Criteria 5: A test suite “T” satisfies the “all-du-path” criterion if and only if for each & every variable “v”, “T” contains all possible “definition clear paths” out of every defining node of “v” to each & every usage of “v”. The “all-du-path” criterion has similar issues to those path-based approaches and a number of feasible paths.

Similar process can be adopted to obtain a limited-number of “definition-clear path” in this case as well.

Problematic issues with Data Flow Testing: There are a few pitfalls here that we need to be cautious.

1) When we use array variables or pointer variables in the program, it is a bit difficult to conduct precise data-flow analysis.
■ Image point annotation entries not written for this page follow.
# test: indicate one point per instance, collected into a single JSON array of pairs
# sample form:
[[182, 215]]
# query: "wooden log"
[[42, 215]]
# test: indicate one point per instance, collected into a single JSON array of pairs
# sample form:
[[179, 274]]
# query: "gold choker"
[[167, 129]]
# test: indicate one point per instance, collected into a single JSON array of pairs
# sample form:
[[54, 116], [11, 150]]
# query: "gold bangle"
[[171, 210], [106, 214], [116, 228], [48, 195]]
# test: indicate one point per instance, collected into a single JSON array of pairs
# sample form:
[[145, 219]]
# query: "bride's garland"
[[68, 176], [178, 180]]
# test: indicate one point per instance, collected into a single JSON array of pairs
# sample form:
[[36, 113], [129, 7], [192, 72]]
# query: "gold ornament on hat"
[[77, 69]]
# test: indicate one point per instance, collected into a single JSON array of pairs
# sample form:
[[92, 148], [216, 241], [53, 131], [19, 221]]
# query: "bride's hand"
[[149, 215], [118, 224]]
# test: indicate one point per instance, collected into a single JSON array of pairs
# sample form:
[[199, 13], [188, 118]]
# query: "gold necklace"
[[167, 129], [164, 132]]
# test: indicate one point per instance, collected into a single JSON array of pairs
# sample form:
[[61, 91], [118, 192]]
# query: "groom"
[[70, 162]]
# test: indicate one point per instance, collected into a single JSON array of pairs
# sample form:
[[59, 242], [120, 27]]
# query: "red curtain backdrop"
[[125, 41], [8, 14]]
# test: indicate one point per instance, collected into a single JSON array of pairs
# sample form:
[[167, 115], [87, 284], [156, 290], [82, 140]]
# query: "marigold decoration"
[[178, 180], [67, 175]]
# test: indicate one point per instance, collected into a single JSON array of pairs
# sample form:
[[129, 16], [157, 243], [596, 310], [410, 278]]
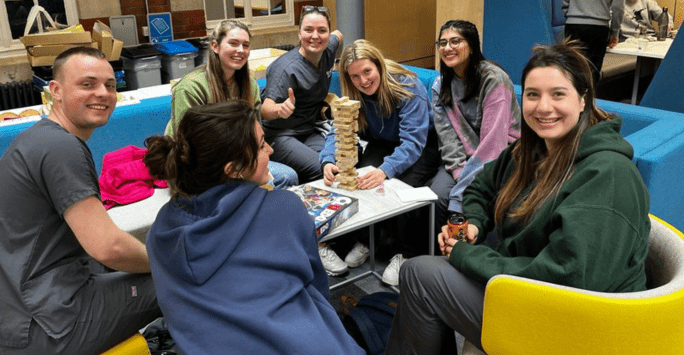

Data items or variables may be composed of many single variables.

For instance, in the case of arrays, which are ordered sequences of individual data items; If we ignore the constituents of composite variables like arrays and treat them as one data item, we greatly reduce the effectiveness of data flow testing. Testing tools will typically respond to an array or record it as a single data item rather than as a composite item with many constituents.

Similar issues arise for inter-procedure also.

2) Sometimes static analysis tools report a large number of anomalies that are not in fact caused by anything being wrong. These “false alarms” are liable to hide the real problems in the wake of large number of alarms.

3) Cost of conducting data-flow testing is quite higher compared to another white box testing technique of path testing.